Foreign investors ditch UK bonds over hard Brexit fears

Brexit: The sudden sell-off raises warnings over the state of the UK’s wider finances
Pic:Brexit: The sudden sell-off raises warnings over the state of the UK’s wider finances (EPA)
Business correspondent(wp/es):
Overseas investors sold off a record £17.2 billion in UK government bonds last month as political turmoil sparked hard Brexit fears, Bank of England figures showed on Thursday.
The alarming jolt to the confidence of foreign holders of the nation’s debt came as Theresa May’s floundering Government was rocked by the resignations of Foreign Secretary Boris Johnson and the Brexit Secretary David Davis.
They quit over her Chequers compromise agreement on leaving the EU, which faced immediate criticism from hard-line Brexiteers.
The net sales of gilts over the month are the biggest since the Bank of England started collecting records in 1982 and represent a huge spike compared with the £1.4 billion net sales in June.
Although foreign buyers have snapped up some £55 billion in gilts since the referendum in 2016, according to analysts at Jefferies, the sudden sell-off also raises warnings over the state of the UK’s wider finances. 
The UK runs a current account deficit, broadly its trade and investment standing with the rest of the world, of nearly 4% of GDP, which has to be funded by government borrowing. 
In the words of Bank of England Governor Mark Carney, that leaves the UK dependent on the “kindness of strangers” to fund its deficit. If sustained, foreign sales of gilts would inevitably drive up debt costs for the UK and feed through to the UK economy in higher interest rates.
David Owen, chief European financial economist at Jefferies, said July was a “month of heightened political concern”.
He added: “This underlines the importance of managing the UK’s exit from the EU as smoothly as possible, especially given the ongoing need to help finance the UK’s current account deficit.” 
The Bank’s figures also painted a picture of flagging momentum in the housing market and retrenching consumers.
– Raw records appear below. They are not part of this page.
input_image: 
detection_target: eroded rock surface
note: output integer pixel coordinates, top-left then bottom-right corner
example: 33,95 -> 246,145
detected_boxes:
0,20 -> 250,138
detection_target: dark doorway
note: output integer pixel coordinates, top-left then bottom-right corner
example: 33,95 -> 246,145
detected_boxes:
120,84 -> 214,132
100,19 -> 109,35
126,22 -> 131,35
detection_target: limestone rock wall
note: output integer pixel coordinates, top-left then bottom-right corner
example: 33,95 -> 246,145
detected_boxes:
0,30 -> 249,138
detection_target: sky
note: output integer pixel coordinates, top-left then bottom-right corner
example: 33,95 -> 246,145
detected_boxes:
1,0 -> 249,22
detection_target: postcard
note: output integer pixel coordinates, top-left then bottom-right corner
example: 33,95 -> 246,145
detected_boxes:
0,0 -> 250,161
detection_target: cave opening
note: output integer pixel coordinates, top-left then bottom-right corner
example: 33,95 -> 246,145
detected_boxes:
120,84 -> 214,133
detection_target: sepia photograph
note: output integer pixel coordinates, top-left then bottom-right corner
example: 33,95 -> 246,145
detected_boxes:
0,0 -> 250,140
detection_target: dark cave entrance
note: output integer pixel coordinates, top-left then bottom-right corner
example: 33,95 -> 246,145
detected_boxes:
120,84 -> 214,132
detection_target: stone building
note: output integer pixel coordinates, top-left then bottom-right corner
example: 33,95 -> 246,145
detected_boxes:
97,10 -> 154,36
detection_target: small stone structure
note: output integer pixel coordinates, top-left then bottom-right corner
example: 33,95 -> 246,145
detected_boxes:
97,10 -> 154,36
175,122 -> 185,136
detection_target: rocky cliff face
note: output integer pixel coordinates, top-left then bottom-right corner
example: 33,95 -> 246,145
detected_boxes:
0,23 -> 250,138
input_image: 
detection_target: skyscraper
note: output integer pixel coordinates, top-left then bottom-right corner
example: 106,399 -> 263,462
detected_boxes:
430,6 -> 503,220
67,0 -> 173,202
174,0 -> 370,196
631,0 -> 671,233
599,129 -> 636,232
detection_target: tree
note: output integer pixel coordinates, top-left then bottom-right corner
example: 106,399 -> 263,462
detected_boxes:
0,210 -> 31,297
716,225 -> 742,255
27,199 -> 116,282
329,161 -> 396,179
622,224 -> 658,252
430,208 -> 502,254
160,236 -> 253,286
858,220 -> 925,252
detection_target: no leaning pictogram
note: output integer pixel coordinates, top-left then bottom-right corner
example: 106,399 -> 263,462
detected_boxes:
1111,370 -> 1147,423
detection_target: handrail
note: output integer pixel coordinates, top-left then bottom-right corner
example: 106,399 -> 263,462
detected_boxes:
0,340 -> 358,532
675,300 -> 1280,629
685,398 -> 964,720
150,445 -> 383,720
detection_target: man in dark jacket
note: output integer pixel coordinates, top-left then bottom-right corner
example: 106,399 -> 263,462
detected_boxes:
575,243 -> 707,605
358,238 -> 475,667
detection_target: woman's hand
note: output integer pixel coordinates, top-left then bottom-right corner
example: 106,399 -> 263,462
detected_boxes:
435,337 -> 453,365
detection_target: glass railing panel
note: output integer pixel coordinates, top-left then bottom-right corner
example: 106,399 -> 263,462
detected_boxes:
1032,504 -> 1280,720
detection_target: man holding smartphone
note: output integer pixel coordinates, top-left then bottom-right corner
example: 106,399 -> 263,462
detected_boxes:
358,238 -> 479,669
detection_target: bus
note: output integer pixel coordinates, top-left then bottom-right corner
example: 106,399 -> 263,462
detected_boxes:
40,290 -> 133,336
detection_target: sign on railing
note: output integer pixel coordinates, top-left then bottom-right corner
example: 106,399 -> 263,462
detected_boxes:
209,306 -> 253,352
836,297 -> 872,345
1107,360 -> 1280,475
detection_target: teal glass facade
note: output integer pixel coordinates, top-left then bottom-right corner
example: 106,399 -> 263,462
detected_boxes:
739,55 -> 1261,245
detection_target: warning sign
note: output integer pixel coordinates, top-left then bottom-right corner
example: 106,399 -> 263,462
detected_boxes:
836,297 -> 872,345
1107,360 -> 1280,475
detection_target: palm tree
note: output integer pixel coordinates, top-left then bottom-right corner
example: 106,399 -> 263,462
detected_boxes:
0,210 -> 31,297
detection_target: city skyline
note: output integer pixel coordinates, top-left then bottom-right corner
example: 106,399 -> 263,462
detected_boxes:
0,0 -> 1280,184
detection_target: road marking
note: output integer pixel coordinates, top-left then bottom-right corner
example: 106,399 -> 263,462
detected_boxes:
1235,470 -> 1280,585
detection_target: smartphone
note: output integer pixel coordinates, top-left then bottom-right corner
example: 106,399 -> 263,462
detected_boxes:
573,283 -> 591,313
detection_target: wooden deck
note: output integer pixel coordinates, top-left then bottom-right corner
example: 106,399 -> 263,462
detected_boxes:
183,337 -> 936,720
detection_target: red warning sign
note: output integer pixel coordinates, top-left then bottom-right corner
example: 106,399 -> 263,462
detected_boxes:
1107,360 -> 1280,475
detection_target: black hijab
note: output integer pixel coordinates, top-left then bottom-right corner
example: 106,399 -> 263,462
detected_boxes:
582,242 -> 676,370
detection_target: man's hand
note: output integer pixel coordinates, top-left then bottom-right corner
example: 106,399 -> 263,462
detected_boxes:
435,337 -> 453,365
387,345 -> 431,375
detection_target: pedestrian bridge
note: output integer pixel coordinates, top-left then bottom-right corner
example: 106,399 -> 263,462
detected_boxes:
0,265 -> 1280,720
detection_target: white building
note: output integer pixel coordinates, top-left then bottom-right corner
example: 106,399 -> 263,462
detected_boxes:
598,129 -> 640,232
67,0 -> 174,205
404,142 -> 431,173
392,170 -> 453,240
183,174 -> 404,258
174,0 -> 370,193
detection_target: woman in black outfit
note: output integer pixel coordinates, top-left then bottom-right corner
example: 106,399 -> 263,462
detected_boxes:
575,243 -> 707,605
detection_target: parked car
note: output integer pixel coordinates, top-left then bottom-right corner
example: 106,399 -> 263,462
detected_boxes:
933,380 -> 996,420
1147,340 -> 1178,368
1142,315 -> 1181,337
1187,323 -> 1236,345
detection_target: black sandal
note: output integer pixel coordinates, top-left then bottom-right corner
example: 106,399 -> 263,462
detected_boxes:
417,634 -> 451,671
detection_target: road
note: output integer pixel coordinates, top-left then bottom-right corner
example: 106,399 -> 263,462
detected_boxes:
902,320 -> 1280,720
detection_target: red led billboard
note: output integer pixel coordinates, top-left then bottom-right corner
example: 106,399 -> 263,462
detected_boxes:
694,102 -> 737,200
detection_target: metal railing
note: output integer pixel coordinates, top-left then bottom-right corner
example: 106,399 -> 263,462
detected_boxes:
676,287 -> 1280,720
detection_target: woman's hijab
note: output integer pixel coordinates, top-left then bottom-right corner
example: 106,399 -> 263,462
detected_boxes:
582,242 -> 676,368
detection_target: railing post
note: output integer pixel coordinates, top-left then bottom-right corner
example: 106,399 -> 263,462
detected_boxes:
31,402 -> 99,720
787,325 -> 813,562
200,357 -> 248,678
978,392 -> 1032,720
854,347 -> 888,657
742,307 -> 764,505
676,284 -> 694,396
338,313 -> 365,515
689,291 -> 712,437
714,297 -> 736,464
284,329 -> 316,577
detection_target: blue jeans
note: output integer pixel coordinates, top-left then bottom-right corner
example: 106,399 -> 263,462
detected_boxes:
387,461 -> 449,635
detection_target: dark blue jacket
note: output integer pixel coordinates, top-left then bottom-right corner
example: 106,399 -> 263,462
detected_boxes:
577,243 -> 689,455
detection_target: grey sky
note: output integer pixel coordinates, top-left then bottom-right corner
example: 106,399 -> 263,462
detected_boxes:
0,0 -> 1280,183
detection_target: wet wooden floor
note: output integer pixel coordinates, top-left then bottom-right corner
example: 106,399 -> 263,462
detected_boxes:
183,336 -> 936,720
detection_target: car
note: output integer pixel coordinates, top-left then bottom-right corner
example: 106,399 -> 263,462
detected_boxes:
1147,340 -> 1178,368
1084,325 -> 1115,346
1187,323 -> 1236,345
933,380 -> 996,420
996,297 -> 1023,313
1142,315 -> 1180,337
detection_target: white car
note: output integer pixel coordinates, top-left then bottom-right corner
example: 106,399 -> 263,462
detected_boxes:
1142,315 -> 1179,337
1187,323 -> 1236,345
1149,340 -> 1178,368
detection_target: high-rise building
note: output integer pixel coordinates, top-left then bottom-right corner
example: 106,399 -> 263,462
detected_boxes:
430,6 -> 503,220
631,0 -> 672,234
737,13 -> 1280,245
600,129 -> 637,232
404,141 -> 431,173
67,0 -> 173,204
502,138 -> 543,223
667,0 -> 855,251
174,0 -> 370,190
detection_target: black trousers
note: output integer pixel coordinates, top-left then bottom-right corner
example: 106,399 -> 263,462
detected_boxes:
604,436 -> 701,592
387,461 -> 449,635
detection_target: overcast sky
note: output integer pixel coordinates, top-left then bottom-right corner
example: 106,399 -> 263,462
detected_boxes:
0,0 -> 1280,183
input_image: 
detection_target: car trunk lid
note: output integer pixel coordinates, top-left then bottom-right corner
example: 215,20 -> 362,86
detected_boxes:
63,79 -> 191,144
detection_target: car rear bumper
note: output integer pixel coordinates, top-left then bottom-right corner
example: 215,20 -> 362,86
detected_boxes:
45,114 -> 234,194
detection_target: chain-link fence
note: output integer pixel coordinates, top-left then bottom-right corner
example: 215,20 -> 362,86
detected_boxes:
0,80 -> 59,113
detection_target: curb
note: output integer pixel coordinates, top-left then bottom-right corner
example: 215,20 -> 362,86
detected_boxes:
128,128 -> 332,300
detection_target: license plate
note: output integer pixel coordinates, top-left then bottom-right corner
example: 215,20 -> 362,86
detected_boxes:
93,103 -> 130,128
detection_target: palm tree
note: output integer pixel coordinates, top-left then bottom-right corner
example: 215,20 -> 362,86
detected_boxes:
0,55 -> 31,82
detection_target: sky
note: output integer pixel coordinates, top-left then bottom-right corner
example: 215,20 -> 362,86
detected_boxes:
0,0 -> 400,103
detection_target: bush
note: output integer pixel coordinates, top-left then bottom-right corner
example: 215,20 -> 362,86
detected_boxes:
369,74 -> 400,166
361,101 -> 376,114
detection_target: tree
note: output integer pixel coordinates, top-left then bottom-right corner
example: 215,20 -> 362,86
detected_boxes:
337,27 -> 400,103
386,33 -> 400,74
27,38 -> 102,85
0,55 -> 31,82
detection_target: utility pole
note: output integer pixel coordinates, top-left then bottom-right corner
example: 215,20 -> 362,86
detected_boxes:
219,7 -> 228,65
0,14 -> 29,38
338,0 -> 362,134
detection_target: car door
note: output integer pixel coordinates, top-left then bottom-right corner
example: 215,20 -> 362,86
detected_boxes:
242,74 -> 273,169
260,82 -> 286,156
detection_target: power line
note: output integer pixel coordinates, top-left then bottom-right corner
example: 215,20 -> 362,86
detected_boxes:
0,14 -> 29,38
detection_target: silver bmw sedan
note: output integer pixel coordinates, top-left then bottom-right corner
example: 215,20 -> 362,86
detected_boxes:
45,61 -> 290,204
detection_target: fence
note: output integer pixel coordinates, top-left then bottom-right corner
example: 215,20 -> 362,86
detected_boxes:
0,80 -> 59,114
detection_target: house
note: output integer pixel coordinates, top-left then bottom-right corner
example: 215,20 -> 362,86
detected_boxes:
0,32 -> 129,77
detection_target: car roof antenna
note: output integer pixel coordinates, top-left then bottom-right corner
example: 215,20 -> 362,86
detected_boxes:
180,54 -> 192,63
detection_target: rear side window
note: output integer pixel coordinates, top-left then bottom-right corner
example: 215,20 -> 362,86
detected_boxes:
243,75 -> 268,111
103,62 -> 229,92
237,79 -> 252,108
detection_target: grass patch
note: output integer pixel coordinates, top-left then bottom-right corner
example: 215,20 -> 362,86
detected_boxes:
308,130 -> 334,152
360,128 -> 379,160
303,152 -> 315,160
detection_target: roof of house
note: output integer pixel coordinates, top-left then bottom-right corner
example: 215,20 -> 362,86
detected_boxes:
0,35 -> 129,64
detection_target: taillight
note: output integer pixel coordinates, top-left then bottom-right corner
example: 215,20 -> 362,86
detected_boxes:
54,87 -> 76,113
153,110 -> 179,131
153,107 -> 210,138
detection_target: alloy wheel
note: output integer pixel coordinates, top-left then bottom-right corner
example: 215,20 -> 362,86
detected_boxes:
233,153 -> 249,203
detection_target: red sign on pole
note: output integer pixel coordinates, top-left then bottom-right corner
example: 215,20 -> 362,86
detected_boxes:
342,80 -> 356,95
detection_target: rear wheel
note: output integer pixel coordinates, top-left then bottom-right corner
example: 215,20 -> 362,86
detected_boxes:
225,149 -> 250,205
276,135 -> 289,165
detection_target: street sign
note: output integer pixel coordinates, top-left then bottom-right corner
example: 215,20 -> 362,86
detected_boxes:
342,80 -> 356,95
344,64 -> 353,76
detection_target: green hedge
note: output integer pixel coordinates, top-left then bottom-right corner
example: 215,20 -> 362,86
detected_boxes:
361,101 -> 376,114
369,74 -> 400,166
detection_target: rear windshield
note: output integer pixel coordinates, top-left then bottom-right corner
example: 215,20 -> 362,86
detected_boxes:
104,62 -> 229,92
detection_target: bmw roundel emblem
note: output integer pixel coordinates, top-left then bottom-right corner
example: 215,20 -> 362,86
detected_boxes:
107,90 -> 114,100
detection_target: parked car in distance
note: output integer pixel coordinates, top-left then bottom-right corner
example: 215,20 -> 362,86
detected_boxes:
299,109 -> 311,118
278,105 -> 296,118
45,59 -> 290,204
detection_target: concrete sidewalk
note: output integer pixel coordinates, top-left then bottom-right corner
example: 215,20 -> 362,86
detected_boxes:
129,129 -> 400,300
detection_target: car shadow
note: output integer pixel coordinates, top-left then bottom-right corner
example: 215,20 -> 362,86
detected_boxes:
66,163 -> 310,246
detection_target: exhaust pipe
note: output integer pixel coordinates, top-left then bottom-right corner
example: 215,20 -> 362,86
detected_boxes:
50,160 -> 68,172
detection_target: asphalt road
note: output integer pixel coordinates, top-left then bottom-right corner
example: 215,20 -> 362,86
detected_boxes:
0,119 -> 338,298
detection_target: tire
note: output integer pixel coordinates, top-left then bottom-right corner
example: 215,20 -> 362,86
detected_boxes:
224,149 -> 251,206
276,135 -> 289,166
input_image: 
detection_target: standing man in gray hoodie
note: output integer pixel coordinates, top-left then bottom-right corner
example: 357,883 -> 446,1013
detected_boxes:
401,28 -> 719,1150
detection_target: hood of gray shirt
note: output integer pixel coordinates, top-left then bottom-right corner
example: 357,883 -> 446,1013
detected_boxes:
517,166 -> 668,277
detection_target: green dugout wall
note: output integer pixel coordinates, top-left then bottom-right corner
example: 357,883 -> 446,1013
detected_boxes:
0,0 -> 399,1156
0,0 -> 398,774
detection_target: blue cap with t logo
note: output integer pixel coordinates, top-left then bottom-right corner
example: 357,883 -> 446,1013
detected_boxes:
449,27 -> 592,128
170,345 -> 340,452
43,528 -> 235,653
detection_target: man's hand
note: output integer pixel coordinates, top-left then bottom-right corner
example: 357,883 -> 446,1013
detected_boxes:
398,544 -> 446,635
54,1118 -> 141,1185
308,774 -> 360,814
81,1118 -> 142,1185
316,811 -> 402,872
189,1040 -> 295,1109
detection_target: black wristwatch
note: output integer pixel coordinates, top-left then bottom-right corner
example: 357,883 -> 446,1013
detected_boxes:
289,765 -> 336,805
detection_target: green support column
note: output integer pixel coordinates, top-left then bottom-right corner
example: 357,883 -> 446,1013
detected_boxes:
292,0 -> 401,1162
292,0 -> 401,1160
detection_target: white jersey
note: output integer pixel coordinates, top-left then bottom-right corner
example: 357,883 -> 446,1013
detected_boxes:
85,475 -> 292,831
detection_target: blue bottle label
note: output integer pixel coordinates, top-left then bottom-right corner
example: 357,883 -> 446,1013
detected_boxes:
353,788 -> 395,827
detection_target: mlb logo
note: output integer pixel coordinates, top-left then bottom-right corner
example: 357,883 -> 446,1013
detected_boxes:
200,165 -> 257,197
Approvals for new home loans eased to 64,768 in July amid caution ahead of the Bank’s widely flagged interest rate rise at the beginning of this month.
That was lower than 65,000 pencilled in by City economists. The London market is the worst-performing region in the UK according to official figures.
Consumer credit grew at an annual pace of 8.5% in July, the slowest since November 2015, which should ease nerves in Threadneedle Street over shoppers drowning in personal debt.